Internal notes — invisible to the member, useful for the next mod who looks.

Most automated moderation either acts blindly (high false- positive rate, members get timed out for nothing) or doesn't act at all (mods drown in alert spam). The review queue is the middle path — the bot does the triage, your mods make the call.

Sensitivity tiers

Three preset sensitivities + custom. Each adjusts how aggressive the four layers are:

Low: layer 1 strict; layers 2-4 only log, never queue. For communities where mod judgement should always be primary.
Medium (default): layer 1 strict; layers 2-4 queue borderline; auto-act on extreme cases (immediate phishing, severe slurs).
High: layer 1 strict; layers 2-4 act more aggressively. Recommended for servers under active raid pressure or high spam volume.
Custom: you set thresholds per layer per channel per role. The granular version, available on the paid tier.

What it doesn't do

Doesn't shadow-ban.Every action is visible in the audit log and the affected user is DM'd. We don't do invisible enforcement — it erodes trust.
Doesn't train on your messages.The ML classifier learns from confirmed phishing flags (anonymised). It doesn't train on the message bodies of regular conversation. Opt-out from contributing flags is one click in dashboard settings.
Doesn't pretend to be human.AutoMod replies are clearly bot-flagged. We don't do “a friendly mod said your message broke the rules” — it's a bot, said as such.

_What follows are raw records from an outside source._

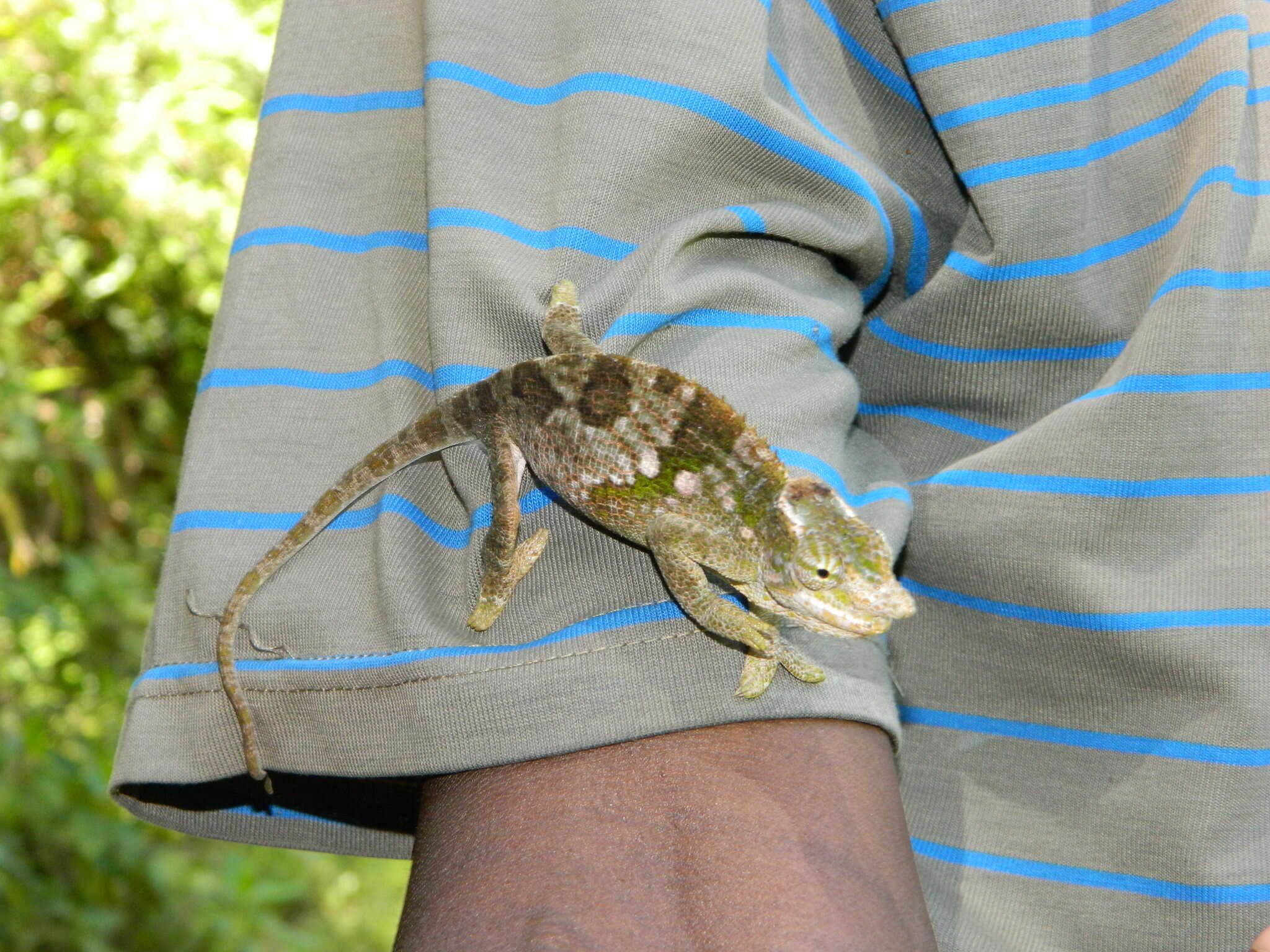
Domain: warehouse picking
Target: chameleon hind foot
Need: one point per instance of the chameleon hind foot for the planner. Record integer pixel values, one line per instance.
(497, 587)
(756, 676)
(798, 664)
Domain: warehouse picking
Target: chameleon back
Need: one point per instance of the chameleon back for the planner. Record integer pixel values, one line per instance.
(626, 441)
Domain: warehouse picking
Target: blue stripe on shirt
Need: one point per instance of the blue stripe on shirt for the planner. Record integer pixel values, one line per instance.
(1091, 741)
(1100, 488)
(1081, 876)
(1083, 92)
(641, 323)
(1080, 157)
(1108, 250)
(892, 81)
(355, 103)
(1181, 384)
(1215, 280)
(329, 240)
(750, 220)
(1020, 40)
(693, 100)
(546, 239)
(938, 418)
(973, 355)
(621, 619)
(888, 7)
(1098, 621)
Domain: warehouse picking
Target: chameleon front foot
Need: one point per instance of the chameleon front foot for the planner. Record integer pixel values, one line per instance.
(758, 671)
(498, 584)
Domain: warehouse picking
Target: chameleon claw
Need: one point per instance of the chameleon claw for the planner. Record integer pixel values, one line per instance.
(281, 650)
(498, 589)
(190, 604)
(798, 664)
(756, 676)
(563, 293)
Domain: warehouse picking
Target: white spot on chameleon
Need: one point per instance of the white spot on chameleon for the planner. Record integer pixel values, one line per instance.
(686, 483)
(751, 450)
(649, 462)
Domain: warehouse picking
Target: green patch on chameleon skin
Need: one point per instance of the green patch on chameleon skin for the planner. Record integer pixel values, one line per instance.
(652, 488)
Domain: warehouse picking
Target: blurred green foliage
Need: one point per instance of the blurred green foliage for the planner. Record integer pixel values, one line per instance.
(125, 135)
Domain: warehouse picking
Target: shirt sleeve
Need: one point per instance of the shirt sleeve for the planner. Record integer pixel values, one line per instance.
(424, 174)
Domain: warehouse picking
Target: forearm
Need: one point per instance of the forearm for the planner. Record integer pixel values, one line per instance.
(769, 834)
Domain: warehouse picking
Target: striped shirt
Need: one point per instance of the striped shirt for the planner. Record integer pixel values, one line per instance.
(998, 271)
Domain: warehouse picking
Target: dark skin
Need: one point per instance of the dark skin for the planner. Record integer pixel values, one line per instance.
(760, 835)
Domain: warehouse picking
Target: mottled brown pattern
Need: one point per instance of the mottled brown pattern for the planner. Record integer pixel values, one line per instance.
(606, 394)
(660, 461)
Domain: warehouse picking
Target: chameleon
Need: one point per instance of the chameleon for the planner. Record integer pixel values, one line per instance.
(653, 457)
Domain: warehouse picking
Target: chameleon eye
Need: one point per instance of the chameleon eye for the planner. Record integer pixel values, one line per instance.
(817, 578)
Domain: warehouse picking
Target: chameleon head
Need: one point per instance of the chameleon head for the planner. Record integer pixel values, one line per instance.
(828, 570)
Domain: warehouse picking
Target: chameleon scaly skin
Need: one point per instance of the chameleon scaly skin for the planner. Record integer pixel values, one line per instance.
(655, 459)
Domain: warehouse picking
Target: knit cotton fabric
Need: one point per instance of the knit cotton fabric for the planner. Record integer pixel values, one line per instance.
(997, 271)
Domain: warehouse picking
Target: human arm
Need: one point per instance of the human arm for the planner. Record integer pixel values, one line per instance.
(769, 834)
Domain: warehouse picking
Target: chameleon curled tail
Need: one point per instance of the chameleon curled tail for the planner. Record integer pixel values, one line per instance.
(432, 432)
(436, 430)
(659, 461)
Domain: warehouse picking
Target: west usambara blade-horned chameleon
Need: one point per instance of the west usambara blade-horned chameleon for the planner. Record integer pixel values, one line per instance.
(655, 459)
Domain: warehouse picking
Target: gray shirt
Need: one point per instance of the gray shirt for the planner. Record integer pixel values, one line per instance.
(1038, 236)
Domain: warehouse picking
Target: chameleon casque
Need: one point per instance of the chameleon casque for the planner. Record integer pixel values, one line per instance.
(655, 459)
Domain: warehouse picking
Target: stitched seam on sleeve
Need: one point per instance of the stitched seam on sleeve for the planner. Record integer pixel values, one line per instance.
(422, 678)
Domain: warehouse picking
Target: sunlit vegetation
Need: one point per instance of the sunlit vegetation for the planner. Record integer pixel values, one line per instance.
(125, 135)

How this works on the free tier

Layer 1 (pattern matching) and layer 2 (VADER sentiment) are on the free tier. Review queue is on the free tier with a 50-item cap (resets daily). Layers 3 and 4 — OpenAI moderation + ML phishing — are on the paid tier; they cost us per-call so they aren't feasible to run for every free server.

Most communities are well-served by layers 1+2 alone. Layers 3+4 matter when you have a determined adversary (organised raids, sophisticated phishing) or scale (1k+ messages/day where mods can't hand-review everything).